Living with 45 or so other people is really hard. When living life constantly with these other people, it is very easy for me to not have patience. Over the month that I have been on the race, I have seen that I will put my earbuds in and try to drain out everything around me. Although listening to music is not bad, I will run to my music to stop the situation around me. This in turn doesn’t solve the thing that I am running from, but I then hold onto those things. I then find myself with a lot of things that I am ‘dealing’ with. That is the worst place for me to be in.

I have been trying to surround myself with people and talk about the things that may bother me. With the feedback times, it is good for me to bring up things/look for the good in the brothers I have around me. Even with the feedback times, I don’t have to have them to communicate with the people that surround me. Living life and telling others of how they can improve is so great.

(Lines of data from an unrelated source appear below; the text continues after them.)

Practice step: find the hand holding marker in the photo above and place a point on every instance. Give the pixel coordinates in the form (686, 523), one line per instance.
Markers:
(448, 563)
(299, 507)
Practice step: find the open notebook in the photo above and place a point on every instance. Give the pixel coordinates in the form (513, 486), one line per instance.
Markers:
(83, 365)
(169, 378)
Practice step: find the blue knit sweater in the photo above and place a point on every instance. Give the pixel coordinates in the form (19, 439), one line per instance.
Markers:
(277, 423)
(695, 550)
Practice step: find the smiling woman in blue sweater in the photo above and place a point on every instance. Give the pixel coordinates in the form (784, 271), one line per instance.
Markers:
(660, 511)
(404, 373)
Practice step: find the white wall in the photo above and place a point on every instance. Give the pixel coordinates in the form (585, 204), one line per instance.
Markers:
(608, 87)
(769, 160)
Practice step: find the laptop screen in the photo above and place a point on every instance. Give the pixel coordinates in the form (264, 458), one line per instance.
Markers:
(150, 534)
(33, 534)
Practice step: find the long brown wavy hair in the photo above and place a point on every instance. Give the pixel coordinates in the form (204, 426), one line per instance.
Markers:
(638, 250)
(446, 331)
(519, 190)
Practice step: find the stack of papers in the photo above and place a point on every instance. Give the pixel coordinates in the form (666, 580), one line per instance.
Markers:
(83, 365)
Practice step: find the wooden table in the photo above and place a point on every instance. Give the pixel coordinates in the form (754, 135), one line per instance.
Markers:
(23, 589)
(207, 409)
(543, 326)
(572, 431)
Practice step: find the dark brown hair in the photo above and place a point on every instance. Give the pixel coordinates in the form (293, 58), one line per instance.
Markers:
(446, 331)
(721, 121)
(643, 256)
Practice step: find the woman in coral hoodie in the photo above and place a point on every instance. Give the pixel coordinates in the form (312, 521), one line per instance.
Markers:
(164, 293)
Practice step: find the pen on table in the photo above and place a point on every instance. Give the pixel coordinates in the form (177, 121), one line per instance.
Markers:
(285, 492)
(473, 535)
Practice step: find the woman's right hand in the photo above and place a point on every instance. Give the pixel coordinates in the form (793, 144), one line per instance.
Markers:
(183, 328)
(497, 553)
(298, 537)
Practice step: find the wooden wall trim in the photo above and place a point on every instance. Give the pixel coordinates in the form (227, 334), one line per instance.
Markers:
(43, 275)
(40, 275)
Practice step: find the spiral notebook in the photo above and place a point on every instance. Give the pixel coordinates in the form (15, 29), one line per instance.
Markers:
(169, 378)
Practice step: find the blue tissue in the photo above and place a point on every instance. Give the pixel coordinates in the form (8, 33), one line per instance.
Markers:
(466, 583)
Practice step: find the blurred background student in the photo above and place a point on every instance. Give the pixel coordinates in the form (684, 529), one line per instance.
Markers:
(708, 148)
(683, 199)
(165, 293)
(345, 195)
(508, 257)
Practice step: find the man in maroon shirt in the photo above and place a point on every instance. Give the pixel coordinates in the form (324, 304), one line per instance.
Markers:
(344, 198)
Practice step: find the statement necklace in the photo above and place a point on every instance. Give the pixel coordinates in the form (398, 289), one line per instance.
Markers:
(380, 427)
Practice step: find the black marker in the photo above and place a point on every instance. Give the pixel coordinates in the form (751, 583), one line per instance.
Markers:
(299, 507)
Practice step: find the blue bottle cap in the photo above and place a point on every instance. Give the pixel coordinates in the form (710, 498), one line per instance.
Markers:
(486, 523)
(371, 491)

One thing that I have found that helps with not having anger towards others is by stepping away from the thing that is at hand and then returning when I have the right attitude. In that moment, I need time to go to a place by myself to think and reflect on how I should come back. It helps me so much. That time is also when I will usually pray, asking God to strengthen me and to focus on the things that are good.

I love the community of guys I have around me. It is cool having 7 other guys that are running to the same goal that I am. We can encourage each other in our daily walks with the Lord and grow in community with each other. I love them so much. It is cool having the feedback times during our week. I look to my brothers to see how I may grow in the different things in my life. I love the friendships I have with them; whether we are just laughing or talking while doing construction at ministry, I have been encouraged by them in my own walk with the Lord. I love them so much and I’m excited what the next 7 1/2 months will look like with them.